Nevertheless, the Brazilian government invests 1.26% of its GDP every year in public safety, which is totally in line with the investments in other countries: for example, the European Union invests every year in public safety 1.30% of its GDP; the U.S.A. “just” 1.02%. However, they respectively have a homicide rate (per 100.000 inhabitants) of 1.1 and 4.7, while Brazil struggles with a homicide rate of 25.2. Therefore, the money invested could not be enough or at least could be spent more efficiently.
As stated in the introduction of the report:
“The Brazilian judicial and security system is very inefficient in facing this reality and relies on a paradox: on one side it is usual to deal with high rates of impunity which undermine the trust in law and public institutions. On the other side, public safety institutions and criminal justice, under pressure by the public opinion, are driven by the idea that is necessary to do something at any cost to reduce crimes: this often results in extreme penal sentences and anachronistic or discriminatory policies.”

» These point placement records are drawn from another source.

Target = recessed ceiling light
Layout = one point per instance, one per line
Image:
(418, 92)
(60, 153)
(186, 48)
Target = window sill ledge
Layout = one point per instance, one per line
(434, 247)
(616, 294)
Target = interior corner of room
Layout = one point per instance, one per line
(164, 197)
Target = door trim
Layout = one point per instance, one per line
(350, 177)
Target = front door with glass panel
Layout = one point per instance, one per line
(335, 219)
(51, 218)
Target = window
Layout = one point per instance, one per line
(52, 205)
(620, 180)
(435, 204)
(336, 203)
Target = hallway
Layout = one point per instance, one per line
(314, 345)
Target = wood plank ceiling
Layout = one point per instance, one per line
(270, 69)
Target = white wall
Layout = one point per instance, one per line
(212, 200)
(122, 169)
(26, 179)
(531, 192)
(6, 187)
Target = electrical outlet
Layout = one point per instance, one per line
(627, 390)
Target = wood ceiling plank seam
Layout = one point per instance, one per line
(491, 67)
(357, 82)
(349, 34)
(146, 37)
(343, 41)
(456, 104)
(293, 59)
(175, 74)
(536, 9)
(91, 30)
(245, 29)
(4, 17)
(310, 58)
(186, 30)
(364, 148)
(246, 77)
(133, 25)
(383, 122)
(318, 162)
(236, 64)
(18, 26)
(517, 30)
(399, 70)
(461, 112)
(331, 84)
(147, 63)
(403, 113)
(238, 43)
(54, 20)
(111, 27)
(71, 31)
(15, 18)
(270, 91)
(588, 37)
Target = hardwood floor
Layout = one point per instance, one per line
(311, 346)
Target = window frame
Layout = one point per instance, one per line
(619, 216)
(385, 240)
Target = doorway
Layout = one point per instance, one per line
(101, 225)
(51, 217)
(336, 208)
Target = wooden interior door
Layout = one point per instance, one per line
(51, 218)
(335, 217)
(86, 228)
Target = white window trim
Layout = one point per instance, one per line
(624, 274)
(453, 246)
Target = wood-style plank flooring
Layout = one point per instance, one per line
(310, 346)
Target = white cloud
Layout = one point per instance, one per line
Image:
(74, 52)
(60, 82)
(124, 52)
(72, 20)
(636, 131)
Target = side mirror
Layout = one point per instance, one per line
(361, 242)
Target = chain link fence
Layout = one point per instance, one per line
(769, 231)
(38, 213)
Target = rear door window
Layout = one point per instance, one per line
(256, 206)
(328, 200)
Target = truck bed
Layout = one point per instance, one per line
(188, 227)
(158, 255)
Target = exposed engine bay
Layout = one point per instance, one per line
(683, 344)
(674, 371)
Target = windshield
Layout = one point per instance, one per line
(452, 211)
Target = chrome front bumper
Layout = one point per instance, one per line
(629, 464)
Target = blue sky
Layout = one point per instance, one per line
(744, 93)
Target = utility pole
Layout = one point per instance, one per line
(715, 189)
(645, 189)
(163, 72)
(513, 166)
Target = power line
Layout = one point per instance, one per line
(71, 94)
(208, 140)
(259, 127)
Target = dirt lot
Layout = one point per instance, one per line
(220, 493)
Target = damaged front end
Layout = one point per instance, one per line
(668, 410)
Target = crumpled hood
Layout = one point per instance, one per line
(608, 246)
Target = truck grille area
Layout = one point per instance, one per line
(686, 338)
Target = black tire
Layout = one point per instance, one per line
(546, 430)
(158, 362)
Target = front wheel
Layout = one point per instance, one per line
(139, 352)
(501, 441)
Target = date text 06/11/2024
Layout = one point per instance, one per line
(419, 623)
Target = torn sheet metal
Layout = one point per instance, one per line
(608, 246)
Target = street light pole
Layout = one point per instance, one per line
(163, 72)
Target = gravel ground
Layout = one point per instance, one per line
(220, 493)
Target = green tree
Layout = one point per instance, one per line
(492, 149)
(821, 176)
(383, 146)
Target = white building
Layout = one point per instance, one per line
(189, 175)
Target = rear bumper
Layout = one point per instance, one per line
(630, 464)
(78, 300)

This brings to the analysis of police brutality in Brazil.
“The empirical evidence shows that Brazilian police make abusive use of lethal force to respond to crime and violence”, the report said.
“In addition to using excessive force, Brazilian police frequently execute suspects”, said Bruno Paes Manso of the University of Sao Paulo’s Center for the Study on Violence. He called it “a practice rarely investigated.“
Numbers are self-explanatory: in five years, from 2009 to 2013, Brazilian police killed 11.197 people, which is the same amount of people killed by the American police in 30 years: 11.090 victims from 1983 to 2012. If we take just the 2013, a year in which use of lethal force by the police increased also because of the incoming football World Cup that needed a strong effort in security, police killed an average of 6 people per day.
Data on police deaths are not less shocking: 490 officers died in 2013; 1.770 in the last five years. It is interesting to note that while 81.8% of deaths resulting from police use of lethal force are caused by police officers in service, 75.3% of police officers deaths occurred out of service.
Coming to detailed data, more than a half of victims of homicide are aged 15-29 and black people are 30.5% more victims than whites, nearly 70% of the total.
By presenting this report, the goal is not to compare Brazil and US, two countries so different they can hardly be associated. Neither is it to dismiss the values and reasons behind the riots related to the Ferguson murder. Has usual instead, the purpose is to stimulate in the reader a broader view of the issue related to police brutality and violence, far from stereotypes and from a US-centered point of view.
In conclusion as sadly affirmed by Ignacio Cano, a Brazilian sociologist who specializes in the study of crime and police violence, Brazil “has a Ferguson every day”.